FIGURE 5. — **Summary of experiments conducted in neurolysin (EC 3.4.24.16) knock-out and wild-type mice.** a, representative Western blot of neurolysin in knock-out (KO#1 and KO#2) and wild-type (WT#1 and WT#2) mouse forebrain membranes. b, representative saturation binding isotherms of specific (10 μm Ang II displaceable) ¹²⁵I-SI-Ang II binding to the non-AT₁, non-AT₂ angiotensin binding site in neurolysin KO and WT mouse forebrain membranes (1-h incubation at 24 °C in the presence of 20 μm PD123319, 2 μm ZD7155, and 150 μm PCMB with or without 10 μm Ang II for estimation of the nonspecific binding). In neurolysin WT, B_max = 75.5 ± 3.2 fmol/mg protein, and *K_d* = 1.56 ± 0.17 nm; in neurolysin KO, B_max and *K_d* values were not significantly different from 0: B_max = 17.7 ± 11.1 fmol/mg protein, 95% confidence interval = −13.2–48.6; *K_d* = 3.87 ± 4.7 nm, 95% confidence interval = −9.14–16.9. c, representative SDS-PAGE analysis of neurolysin KO and WT forebrain membranes after photoradiolabeling of the non-AT₁, non-AT₂ angiotensin binding site with ¹²⁵I-SBpa-Ang II in parallel nonspecific (NS) and total (*Tot*) groups (Coomassie Blue-stained gel). d, autoradiogram corresponding to c.

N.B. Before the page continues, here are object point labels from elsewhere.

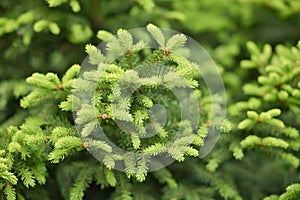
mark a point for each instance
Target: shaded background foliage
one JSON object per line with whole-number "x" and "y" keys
{"x": 50, "y": 36}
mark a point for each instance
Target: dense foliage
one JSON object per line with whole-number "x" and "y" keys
{"x": 44, "y": 155}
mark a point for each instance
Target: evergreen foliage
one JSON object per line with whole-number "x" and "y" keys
{"x": 44, "y": 152}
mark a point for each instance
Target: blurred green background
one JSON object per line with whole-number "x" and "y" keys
{"x": 50, "y": 36}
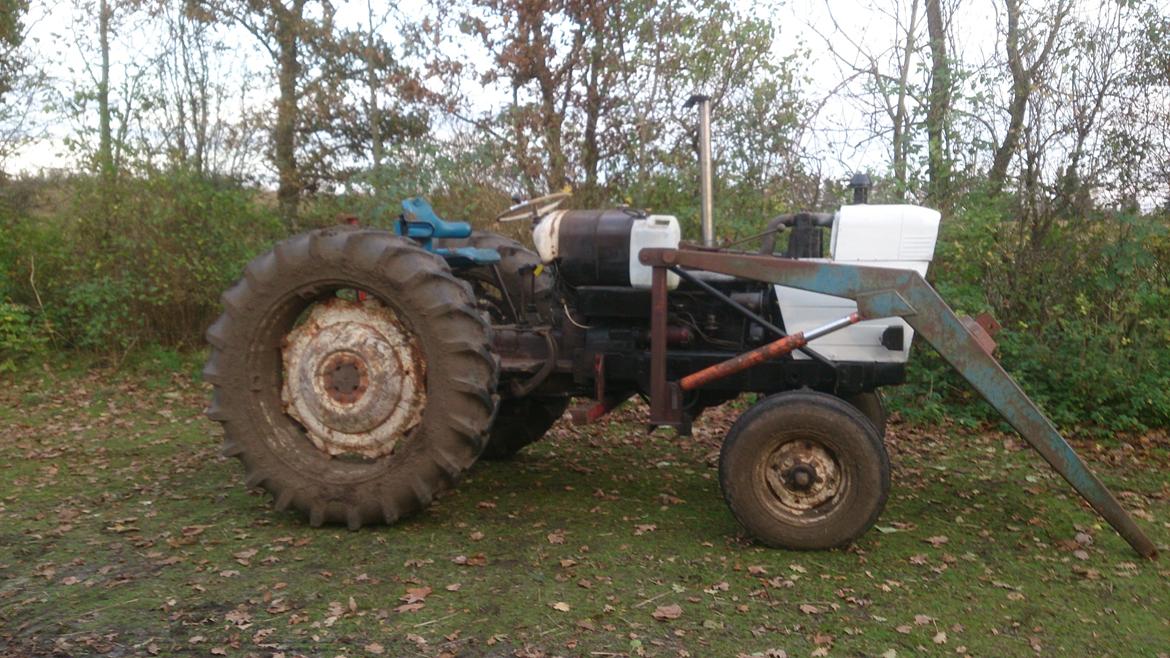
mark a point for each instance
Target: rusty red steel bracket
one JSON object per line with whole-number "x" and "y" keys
{"x": 889, "y": 293}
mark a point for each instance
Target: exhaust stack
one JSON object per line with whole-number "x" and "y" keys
{"x": 704, "y": 165}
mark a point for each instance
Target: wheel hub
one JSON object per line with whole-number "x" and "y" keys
{"x": 353, "y": 377}
{"x": 803, "y": 475}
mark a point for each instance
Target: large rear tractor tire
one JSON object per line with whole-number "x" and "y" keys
{"x": 804, "y": 471}
{"x": 353, "y": 376}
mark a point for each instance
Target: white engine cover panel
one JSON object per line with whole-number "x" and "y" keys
{"x": 655, "y": 231}
{"x": 546, "y": 237}
{"x": 899, "y": 237}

The presence of classic AT₁ and AT₂ receptors in neurolysin KO and WT animal brains was tested by photoradiolabeling and radioligand binding experiments. Ang II and/or ZD7155 (AT₁ receptor antagonist) and PD123319 (AT₂ receptor antagonist) blocked photoradiolabeling of a diffuse band of protein at ∼55–60 kDa by ¹²⁵I-SBpa-Ang II (supplemental Fig. 3). The presence of AT₁ and AT₂ receptors in neurolysin KO and WT mouse brains was clearly distinguished by radioligand binding experiments using ¹²⁵I-SI-Ang II (supplemental Fig. 4).

DISCUSSION

The recently discovered non-AT₁, non-AT₂ angiotensin binding site in rodent and human brain membranes has distinctly different biochemical properties and tissue distribution from classic angiotensin receptors and key angiotensin-processing enzymes (15–19). Many features of this protein (high affinity and pharmacological specificity for angiotensins; conservation in brains of numerous species, including humans; localization on the plasma membrane, where it can interact with extracellular ligands; and association of expression of this protein with neuronal cell death and neurogenic hypertension) strongly favor its functional significance (16, 20). However, the unknown identity of the novel angiotensin binding site has limited our understanding of the (patho)physiological function of this hypothesized new member of the RAS.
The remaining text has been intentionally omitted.